International research collaboration - benefits and frustrations

Research partnerships across national borders are an important way to build capacity of partners but can also lead to frustrations. Common problems that are encountered include "misunderstandings, different jargon, unrealistic expectations, mismatched capabilities and excessive bureaucracy." An OECD report cited in the article encourages specific action to avoid these impediments to cooperation.

Another article explored the benefits that accrue to institutions in Argentina who joined in cross-border research projects. Argentina's National Scientific and Technical Research Council (CONICET) found that its partnerships with the U.S.A., Spain and Brazil composed 40% of all research production in Argentina. These partnerships resulted in enhanced results, improved academic performance, and development of critical human resources.

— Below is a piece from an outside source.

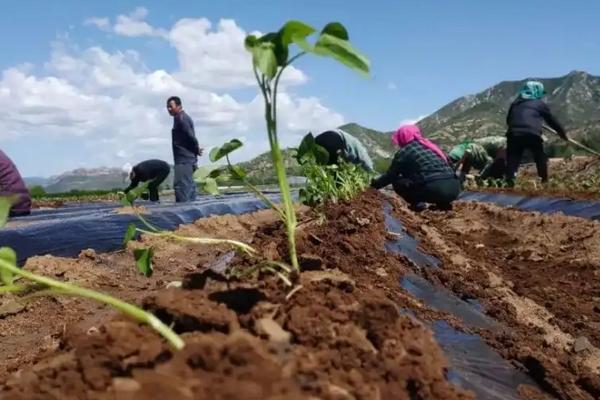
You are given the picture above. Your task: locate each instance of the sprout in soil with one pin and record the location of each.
(270, 58)
(9, 272)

Branch campuses - opportunities and challenges

It is hard to obtain articles that honestly evaluate the opportunities and challenges of branch campuses, especially those informed by staff who actually work in them. One short article that gets to some of the core issues was written by Khadija Mosaad looks specifically at the branch campuses in the Arabian Gulf.

Thursday, April 7, 2016

Human rights may impact cross-national programs

Human rights violations may impact not only reputation but also the accreditation and legal status of the sponsoring institutions.

Friday, April 1, 2016

Extended visas for international students - mixed results

International students sometimes seek visa extensions after graduation to gain work experience in the countries where they study. Recognized as an incentive for international students, countries modify their approaches to attract them to higher education and also as a way to retain a young and talented international workforce. Unfortunately, a recent report found that the result in Canada was reduced quality in some university programs and low wages for international students staying in the country for work after graduation.